Build FastAPI ML Endpoints for Python Models
Building a REST API that serves machine learning predictions is the core of deployment. FastAPI is the industry standard for this in 2026 because it combines high performance (Uvicorn, async I/O), automatic API documentation (OpenAPI/Swagger), type safety (Pydantic validation), and minimal boilerplate. This article shows you how to build a production-ready inference endpoint from scratch, with proper request validation, error handling, and performance tuning.
FastAPI automatically validates incoming JSON against your Pydantic models, generates interactive docs at /docs, and handles async requests efficiently. A single FastAPI server can process thousands of concurrent requests without blocking, which is critical for ML inference workloads.
Anatomy of an ML Inference Endpoint
An ML inference API has three jobs: (1) validate and parse the incoming request, (2) load and run the model, (3) format and return the prediction.

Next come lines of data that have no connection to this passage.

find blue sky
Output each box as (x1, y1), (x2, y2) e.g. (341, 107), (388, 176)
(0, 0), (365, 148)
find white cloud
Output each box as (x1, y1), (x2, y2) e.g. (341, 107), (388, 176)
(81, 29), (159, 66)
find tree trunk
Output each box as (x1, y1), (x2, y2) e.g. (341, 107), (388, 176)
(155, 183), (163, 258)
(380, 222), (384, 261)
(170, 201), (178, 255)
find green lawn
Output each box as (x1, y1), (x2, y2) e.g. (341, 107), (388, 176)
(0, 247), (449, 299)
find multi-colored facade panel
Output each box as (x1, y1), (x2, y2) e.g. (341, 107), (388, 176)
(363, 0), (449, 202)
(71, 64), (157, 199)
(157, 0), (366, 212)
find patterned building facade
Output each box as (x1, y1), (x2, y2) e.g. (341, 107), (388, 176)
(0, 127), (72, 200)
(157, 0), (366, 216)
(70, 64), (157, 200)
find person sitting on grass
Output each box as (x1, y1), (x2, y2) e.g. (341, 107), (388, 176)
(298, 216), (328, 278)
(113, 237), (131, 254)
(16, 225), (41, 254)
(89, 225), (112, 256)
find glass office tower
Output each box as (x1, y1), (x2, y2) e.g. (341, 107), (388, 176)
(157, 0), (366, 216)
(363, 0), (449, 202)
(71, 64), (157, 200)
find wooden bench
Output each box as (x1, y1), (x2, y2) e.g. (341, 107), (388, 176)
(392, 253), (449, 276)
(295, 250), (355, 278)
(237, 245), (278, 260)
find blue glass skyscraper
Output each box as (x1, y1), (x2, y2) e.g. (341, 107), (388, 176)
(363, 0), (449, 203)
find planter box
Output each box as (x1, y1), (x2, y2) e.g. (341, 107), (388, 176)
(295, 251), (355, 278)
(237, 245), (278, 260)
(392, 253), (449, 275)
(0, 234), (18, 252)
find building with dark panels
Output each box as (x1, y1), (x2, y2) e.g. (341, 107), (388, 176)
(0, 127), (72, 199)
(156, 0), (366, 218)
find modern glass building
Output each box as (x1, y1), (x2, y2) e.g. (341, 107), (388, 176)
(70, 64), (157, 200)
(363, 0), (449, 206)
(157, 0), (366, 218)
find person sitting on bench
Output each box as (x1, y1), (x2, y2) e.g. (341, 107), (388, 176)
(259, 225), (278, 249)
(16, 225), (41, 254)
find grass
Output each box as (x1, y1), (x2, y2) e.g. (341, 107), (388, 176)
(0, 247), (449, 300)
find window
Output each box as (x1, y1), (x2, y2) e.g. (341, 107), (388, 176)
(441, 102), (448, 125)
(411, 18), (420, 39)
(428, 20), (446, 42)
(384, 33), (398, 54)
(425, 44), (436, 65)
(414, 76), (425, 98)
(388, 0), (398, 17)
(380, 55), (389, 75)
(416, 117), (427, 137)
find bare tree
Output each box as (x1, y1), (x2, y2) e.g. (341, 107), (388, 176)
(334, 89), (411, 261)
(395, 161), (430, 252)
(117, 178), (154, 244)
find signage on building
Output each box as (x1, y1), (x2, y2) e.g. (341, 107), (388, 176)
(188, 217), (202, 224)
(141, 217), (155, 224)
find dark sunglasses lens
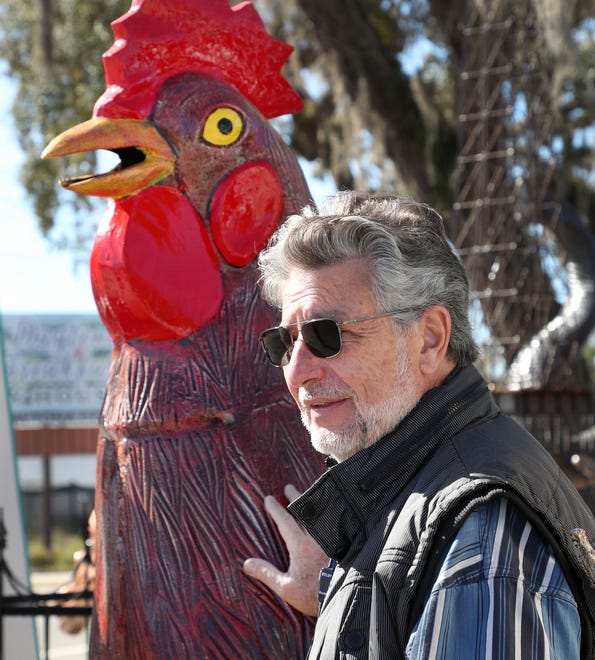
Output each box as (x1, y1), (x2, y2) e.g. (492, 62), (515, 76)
(301, 319), (341, 357)
(260, 327), (293, 367)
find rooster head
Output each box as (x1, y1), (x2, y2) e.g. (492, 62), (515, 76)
(42, 0), (309, 343)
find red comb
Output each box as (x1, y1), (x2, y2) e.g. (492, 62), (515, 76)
(93, 0), (302, 119)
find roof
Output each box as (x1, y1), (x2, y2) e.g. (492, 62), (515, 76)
(0, 314), (113, 426)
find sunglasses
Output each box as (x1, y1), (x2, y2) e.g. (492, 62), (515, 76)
(260, 309), (412, 367)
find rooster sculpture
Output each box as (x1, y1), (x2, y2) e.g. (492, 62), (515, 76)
(43, 0), (322, 659)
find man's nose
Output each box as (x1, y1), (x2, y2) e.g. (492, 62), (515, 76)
(283, 334), (325, 388)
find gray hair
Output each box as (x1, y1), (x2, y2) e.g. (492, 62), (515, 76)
(258, 191), (479, 366)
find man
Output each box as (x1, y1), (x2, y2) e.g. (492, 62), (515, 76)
(245, 192), (595, 660)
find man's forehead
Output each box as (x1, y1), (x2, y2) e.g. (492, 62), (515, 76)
(281, 259), (375, 322)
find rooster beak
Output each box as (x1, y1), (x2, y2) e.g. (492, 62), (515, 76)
(41, 117), (175, 199)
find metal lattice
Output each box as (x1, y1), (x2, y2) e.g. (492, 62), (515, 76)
(452, 0), (595, 498)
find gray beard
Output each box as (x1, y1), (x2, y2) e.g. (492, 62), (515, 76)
(301, 355), (419, 461)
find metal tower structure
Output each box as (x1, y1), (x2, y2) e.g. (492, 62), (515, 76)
(452, 0), (595, 496)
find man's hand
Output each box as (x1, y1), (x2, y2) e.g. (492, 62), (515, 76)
(244, 486), (328, 616)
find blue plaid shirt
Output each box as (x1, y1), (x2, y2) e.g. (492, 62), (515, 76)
(406, 499), (580, 660)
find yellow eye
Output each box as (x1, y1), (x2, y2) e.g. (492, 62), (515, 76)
(202, 108), (244, 147)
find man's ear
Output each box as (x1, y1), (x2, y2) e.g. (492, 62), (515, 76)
(419, 305), (451, 376)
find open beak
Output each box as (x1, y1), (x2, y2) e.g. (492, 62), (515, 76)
(41, 117), (175, 199)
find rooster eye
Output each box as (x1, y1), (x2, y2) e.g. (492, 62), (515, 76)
(202, 108), (244, 147)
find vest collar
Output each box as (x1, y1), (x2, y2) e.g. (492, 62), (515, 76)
(289, 366), (497, 561)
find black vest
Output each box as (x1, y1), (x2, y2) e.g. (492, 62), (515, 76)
(290, 367), (595, 659)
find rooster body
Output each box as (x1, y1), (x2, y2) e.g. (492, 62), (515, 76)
(45, 0), (321, 659)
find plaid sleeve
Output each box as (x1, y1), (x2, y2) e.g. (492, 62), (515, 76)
(406, 499), (580, 660)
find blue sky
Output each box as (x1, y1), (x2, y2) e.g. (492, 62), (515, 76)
(0, 76), (96, 314)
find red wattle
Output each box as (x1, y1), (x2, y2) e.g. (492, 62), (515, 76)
(210, 160), (283, 267)
(91, 186), (223, 344)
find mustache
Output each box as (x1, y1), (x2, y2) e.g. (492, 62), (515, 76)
(298, 383), (353, 405)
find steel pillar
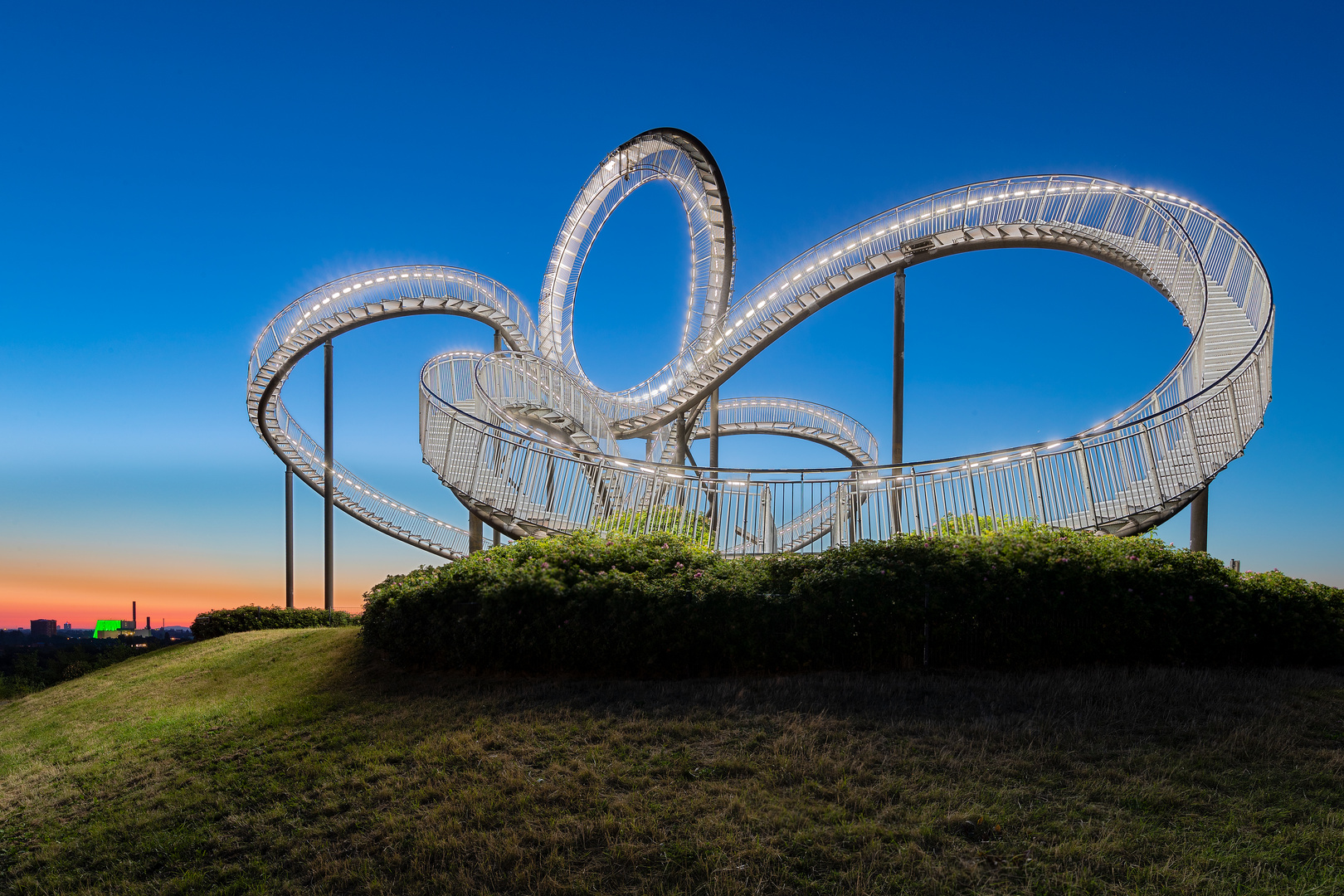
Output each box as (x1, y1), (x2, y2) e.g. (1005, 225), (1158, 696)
(709, 390), (719, 467)
(672, 411), (691, 466)
(489, 330), (504, 548)
(1190, 485), (1208, 553)
(323, 340), (336, 612)
(466, 510), (485, 553)
(285, 464), (295, 610)
(891, 269), (906, 532)
(891, 270), (906, 465)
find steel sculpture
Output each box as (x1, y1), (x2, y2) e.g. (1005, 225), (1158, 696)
(247, 129), (1274, 559)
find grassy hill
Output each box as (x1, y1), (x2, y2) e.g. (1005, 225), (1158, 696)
(0, 629), (1344, 894)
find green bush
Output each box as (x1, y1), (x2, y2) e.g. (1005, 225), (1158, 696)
(363, 527), (1344, 675)
(191, 605), (359, 640)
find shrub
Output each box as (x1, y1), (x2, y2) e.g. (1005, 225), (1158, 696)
(363, 527), (1344, 674)
(191, 605), (359, 640)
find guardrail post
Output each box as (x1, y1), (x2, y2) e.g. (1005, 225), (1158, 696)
(1181, 407), (1205, 485)
(1138, 423), (1166, 506)
(1227, 376), (1246, 451)
(967, 460), (984, 534)
(1074, 445), (1097, 528)
(1031, 449), (1049, 523)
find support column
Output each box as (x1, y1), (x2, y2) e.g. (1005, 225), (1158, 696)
(891, 270), (906, 465)
(709, 390), (719, 470)
(489, 330), (504, 548)
(285, 464), (295, 610)
(672, 411), (691, 466)
(1190, 485), (1210, 553)
(891, 269), (906, 533)
(323, 340), (336, 612)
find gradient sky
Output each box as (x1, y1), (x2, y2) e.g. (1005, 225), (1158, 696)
(0, 2), (1344, 627)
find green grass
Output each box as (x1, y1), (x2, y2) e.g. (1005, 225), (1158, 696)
(0, 629), (1344, 894)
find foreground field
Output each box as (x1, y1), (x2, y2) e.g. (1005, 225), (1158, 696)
(0, 629), (1344, 894)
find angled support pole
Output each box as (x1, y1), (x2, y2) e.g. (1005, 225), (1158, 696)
(490, 330), (504, 548)
(323, 340), (336, 612)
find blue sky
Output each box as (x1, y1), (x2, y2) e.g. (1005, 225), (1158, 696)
(0, 2), (1344, 626)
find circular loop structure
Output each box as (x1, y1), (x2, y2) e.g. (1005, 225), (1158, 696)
(247, 129), (1274, 559)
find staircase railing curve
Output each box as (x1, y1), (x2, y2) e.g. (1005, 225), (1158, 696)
(247, 130), (1274, 558)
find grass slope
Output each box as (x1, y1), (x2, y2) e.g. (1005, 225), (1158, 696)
(0, 629), (1344, 894)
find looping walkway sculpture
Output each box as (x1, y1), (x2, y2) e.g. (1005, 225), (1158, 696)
(247, 129), (1274, 559)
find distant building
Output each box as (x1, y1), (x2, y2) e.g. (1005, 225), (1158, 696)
(93, 619), (136, 638)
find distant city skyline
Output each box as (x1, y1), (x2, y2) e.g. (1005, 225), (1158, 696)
(0, 4), (1344, 629)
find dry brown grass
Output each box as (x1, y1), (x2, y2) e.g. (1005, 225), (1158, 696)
(0, 630), (1344, 894)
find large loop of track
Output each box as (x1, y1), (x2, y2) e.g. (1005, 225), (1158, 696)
(247, 129), (1274, 559)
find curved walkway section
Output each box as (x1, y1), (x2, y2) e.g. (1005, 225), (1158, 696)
(249, 130), (1274, 558)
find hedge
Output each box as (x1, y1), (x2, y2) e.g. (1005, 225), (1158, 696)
(363, 527), (1344, 675)
(191, 605), (359, 640)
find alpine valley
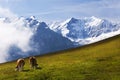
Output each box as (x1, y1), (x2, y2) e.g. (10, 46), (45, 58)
(0, 16), (120, 63)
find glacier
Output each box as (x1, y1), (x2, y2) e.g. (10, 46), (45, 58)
(0, 16), (120, 63)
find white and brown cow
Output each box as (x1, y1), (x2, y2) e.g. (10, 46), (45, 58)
(29, 56), (38, 69)
(15, 58), (25, 71)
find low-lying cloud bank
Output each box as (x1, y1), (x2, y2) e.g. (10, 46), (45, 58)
(0, 7), (34, 63)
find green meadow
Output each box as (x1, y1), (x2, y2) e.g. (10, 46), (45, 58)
(0, 35), (120, 80)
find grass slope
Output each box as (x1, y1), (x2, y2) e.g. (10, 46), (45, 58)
(0, 35), (120, 80)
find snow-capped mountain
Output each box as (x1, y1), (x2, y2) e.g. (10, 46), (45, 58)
(0, 16), (120, 63)
(0, 16), (75, 62)
(50, 16), (120, 45)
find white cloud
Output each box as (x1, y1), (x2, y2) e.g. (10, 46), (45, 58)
(0, 7), (17, 18)
(0, 8), (33, 63)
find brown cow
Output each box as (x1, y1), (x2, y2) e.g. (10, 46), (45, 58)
(15, 58), (25, 71)
(29, 56), (38, 69)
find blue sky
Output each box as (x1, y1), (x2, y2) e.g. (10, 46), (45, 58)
(0, 0), (120, 21)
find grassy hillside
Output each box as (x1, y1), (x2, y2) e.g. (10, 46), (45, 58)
(0, 35), (120, 80)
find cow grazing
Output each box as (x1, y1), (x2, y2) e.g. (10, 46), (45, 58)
(15, 58), (25, 71)
(29, 57), (38, 69)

Here's the minimal example:
from fastapi import FastAPI
import joblib
import numpy as np
from pydantic import BaseModel
app = FastAPI()
# Load model once at startup
model = joblib.load("model.joblib")
# Define request schema
class PredictionRequest(BaseModel):
features: list[float]
# Define response schema
class PredictionResponse(BaseModel):
prediction: int
confidence: float
@app.post("/predict")
async def predict(request: PredictionRequest) -> PredictionResponse:
# Convert request to NumPy array
X = np.array(request.features).reshape(1, -1)
# Run inference
pred_class = model.predict(X)[0]
pred_proba = model.predict_proba(X)[0]
confidence = float(pred_proba.max())
return PredictionResponse(
prediction=int(pred_class),
confidence=confidence
)
Run it with uvicorn main:app --reload, then visit http://localhost:8000/docs to see interactive API docs. POST a JSON payload like {"features": [5.1, 3.5, 1.4, 0.2]} and get a prediction.
Request and Response Validation with Pydantic
Pydantic automatically validates incoming JSON against your schema and rejects malformed requests with a 422 Unprocessable Entity response. This prevents crashes from unexpected input:
from pydantic import BaseModel, Field, validator
class IrisFeatures(BaseModel):
sepal_length: float = Field(..., gt=0, le=10, description="Sepal length in cm")
sepal_width: float = Field(..., gt=0, le=10, description="Sepal width in cm")
petal_length: float = Field(..., ge=0, le=7, description="Petal length in cm")
petal_width: float = Field(..., ge=0, le=3, description="Petal width in cm")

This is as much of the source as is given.